MENINDAKLANJUTI hasil pertemuan Akbar oleh warga Maffa Halmahera Selatan yang perihal dugaan penyalahgunaan dana desa belum lama ini yang tak dihadiri oleh Kades dan Ketua BPD.
Aliansi Rakyat Peduli Negeri (ARPN) melakukan pertemuan langsung dengan Bupati Halmahera Selatan Bassam Kasuba pasca kegiatan lomba PKK di Desa Lubi Kecamatan Gane Timur, pada 02/06/25.
Pertemuan itu guna memberikan petisi dukungan masyarakat dan data hasil temuan penyalahgunaan anggaran dana desa oleh kepala Desa Maffa tahun 2023, 2024, dan tahap satu 2025.
Pada pertemuan itu, ARPN menjelaskan semua kronologi pasca pelantikan kepala desa Maffa Harun Hamid terkait penyalahgunaan anggaran dana desa hingga penunjukan PAW BPD yang tidak melewati mekanisme yang semestinya.

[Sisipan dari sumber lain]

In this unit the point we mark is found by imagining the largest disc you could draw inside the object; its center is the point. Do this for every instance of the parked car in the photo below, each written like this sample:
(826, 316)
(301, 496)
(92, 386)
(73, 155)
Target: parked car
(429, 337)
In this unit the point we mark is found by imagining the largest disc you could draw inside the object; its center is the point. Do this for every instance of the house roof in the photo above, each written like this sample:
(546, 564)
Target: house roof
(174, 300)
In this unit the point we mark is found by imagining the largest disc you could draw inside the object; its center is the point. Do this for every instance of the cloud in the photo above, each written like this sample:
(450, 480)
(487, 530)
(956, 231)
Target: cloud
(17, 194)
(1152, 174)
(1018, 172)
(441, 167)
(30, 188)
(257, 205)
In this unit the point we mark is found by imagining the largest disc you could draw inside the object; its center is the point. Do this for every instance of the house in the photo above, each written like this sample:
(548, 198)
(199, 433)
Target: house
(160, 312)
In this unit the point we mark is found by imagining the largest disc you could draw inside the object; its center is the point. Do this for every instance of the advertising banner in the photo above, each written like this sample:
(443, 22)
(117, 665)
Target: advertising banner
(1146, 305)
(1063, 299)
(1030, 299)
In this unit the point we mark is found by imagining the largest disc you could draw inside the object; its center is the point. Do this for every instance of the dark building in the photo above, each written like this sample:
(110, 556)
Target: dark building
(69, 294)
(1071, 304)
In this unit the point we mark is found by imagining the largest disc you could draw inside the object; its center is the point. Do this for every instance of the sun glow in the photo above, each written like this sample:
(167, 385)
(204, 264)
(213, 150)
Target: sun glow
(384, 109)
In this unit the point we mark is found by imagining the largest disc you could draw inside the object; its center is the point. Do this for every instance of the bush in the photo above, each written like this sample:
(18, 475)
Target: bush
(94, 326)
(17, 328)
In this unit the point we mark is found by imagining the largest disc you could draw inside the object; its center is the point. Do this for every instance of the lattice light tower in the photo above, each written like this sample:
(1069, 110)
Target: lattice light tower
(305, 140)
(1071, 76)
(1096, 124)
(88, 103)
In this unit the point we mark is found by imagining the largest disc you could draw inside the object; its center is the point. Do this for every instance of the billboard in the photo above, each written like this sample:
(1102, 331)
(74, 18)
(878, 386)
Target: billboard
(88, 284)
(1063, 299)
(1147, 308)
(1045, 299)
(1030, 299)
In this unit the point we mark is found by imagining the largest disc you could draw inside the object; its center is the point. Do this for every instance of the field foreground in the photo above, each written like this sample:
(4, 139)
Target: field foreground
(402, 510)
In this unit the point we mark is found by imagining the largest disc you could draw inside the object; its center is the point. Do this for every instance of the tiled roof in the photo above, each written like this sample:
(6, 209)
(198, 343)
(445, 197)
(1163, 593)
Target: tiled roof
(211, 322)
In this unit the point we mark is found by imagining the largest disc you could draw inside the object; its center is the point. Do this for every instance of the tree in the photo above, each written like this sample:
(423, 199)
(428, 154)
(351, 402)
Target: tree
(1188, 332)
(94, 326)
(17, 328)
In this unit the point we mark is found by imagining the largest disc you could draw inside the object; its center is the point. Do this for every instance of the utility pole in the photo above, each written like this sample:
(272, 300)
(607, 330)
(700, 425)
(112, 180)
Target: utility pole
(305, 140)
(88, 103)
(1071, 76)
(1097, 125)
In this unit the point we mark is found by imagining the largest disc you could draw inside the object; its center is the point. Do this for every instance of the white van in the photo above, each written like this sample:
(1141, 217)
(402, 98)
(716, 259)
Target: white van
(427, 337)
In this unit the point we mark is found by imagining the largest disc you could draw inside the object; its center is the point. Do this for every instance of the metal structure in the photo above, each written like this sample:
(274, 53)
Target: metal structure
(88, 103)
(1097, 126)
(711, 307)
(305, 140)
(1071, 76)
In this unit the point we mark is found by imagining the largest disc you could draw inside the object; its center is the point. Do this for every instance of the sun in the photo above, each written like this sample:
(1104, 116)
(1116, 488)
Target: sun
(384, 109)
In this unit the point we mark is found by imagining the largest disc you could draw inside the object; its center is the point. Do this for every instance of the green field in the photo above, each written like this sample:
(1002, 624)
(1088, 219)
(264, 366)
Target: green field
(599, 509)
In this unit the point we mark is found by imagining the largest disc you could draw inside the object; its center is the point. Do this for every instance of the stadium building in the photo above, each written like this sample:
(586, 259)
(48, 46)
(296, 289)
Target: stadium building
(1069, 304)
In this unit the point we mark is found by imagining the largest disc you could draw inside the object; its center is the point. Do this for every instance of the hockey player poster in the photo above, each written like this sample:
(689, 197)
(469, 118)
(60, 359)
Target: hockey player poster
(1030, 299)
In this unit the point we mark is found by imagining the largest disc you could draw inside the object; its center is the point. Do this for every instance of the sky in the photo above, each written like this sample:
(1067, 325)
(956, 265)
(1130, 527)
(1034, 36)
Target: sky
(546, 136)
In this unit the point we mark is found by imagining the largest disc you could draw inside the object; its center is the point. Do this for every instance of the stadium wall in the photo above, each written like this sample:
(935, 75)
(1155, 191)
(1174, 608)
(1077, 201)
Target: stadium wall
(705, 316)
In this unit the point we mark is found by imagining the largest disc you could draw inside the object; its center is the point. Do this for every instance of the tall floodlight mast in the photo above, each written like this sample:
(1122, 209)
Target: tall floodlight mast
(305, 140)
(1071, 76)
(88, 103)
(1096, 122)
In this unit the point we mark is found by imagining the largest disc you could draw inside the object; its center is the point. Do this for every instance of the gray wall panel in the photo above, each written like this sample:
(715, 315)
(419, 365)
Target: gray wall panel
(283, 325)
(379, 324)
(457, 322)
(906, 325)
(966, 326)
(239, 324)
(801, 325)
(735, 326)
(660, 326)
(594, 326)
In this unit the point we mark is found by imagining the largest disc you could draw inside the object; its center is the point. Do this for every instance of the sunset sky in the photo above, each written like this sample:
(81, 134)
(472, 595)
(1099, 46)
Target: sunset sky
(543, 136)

Selain penyalahgunaan dana desa dan penggantian PAW BPD yang tidak sesuai mekanisme, Bupati Bassam Kasuba juga menyeoroti tindakan kades dan bendahara Desa Maffa yang memfasilitasi sekelompok orang mabuk minuman keras untuk kemudian menggangu rapat akbar yang dihadiri mayoritas masyarakat desa maffa tanpa kehadiran Kades dan BPD yang seharusnya menghadiri dan memberikan klarifikasi dalam forum tersebut.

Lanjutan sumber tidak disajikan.